Gavan Reilly questions TDs on double-jobbing consultants — Rte Radio 1

Gavan Reilly questions TDs on double-jobbing consultants — Rte Radio 1

Gavan Reilly used a Politics by Numbers column on rte radio 1 to ask whether TDs can criticise double-jobbing consultants while many of them hold second careers. His argument landed in the middle of the Rotunda Hospital row, where the government and the board have been locked over consultant contracts that allow private work.

Professor Seán Daly said this week that “the consultants offering private work on the side were still fulfilling all of their public hours.” Reilly also wrote that he could “speak with some experience about the comfort blanket that private care can provide” after his family faced a 20-week scan that identified an anomaly.

Rotunda Hospital contracts

The Rotunda Hospital said its contracts included a clause permitting private work. The government threatened to cut State funding for the hospital’s everyday services, turning the dispute into a wider test of how far public money can be used when private work remains part of the arrangement.

Reilly framed the argument through a practical example from his own family. He said the public system made no offer of more regular scans or continuity of seeing the same consultant each time in that situation, which left his family choosing private care for reassurance during a difficult pregnancy.

Sláintecare and Leinster House

The row also reopened the broader debate about whether private maternity care in Ireland should be abolished. That argument sits alongside Sláintecare, the plan backed unanimously across the Dáil after the 2016 general election to disentangle the public and private hospital systems.

Reilly’s point was not about one hospital alone. It was about whether TDs who benefit from second jobs can credibly attack doctors for outside work when the political system has already accepted, in principle, the separation of public and private care.

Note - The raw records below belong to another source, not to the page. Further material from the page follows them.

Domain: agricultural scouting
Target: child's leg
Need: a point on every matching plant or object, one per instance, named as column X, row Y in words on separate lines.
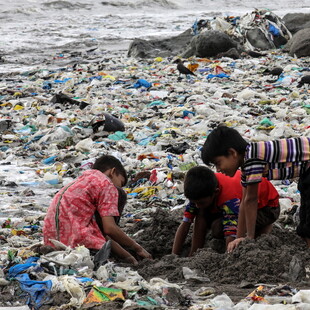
column 303, row 229
column 265, row 218
column 122, row 199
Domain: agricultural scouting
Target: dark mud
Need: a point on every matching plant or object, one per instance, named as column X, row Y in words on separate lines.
column 278, row 258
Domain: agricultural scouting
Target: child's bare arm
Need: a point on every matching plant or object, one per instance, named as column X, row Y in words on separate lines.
column 250, row 209
column 180, row 237
column 199, row 233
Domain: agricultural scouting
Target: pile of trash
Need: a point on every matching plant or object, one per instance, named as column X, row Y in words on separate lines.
column 55, row 122
column 260, row 29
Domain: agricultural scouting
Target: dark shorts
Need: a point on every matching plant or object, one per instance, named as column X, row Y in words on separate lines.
column 267, row 216
column 303, row 229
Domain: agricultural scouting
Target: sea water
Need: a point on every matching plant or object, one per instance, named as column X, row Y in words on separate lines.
column 36, row 32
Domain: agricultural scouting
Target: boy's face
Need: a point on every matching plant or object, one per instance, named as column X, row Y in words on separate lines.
column 229, row 164
column 205, row 203
column 116, row 178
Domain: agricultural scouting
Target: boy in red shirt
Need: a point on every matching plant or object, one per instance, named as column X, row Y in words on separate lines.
column 214, row 204
column 71, row 218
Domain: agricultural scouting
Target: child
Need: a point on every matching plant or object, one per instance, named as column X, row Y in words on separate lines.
column 71, row 216
column 214, row 203
column 277, row 160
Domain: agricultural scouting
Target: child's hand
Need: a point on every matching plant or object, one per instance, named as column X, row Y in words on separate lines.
column 131, row 260
column 232, row 245
column 143, row 253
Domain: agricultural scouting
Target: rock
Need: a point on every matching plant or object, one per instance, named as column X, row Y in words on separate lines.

Public hours and private care

Seán Daly’s statement left the immediate dispute in a narrow place: the consultants at the centre of the row were still doing their public hours, even as the government pressed for public-only contracts. The clash now sits between a funding threat on one side and a contract clause on the other.

For readers following the issue, the practical question is where that leaves the push to change maternity care. The Rotunda dispute has made the argument more concrete, because it links hospital staffing terms, State funding, and the comfort patients say private care can provide when continuity matters most.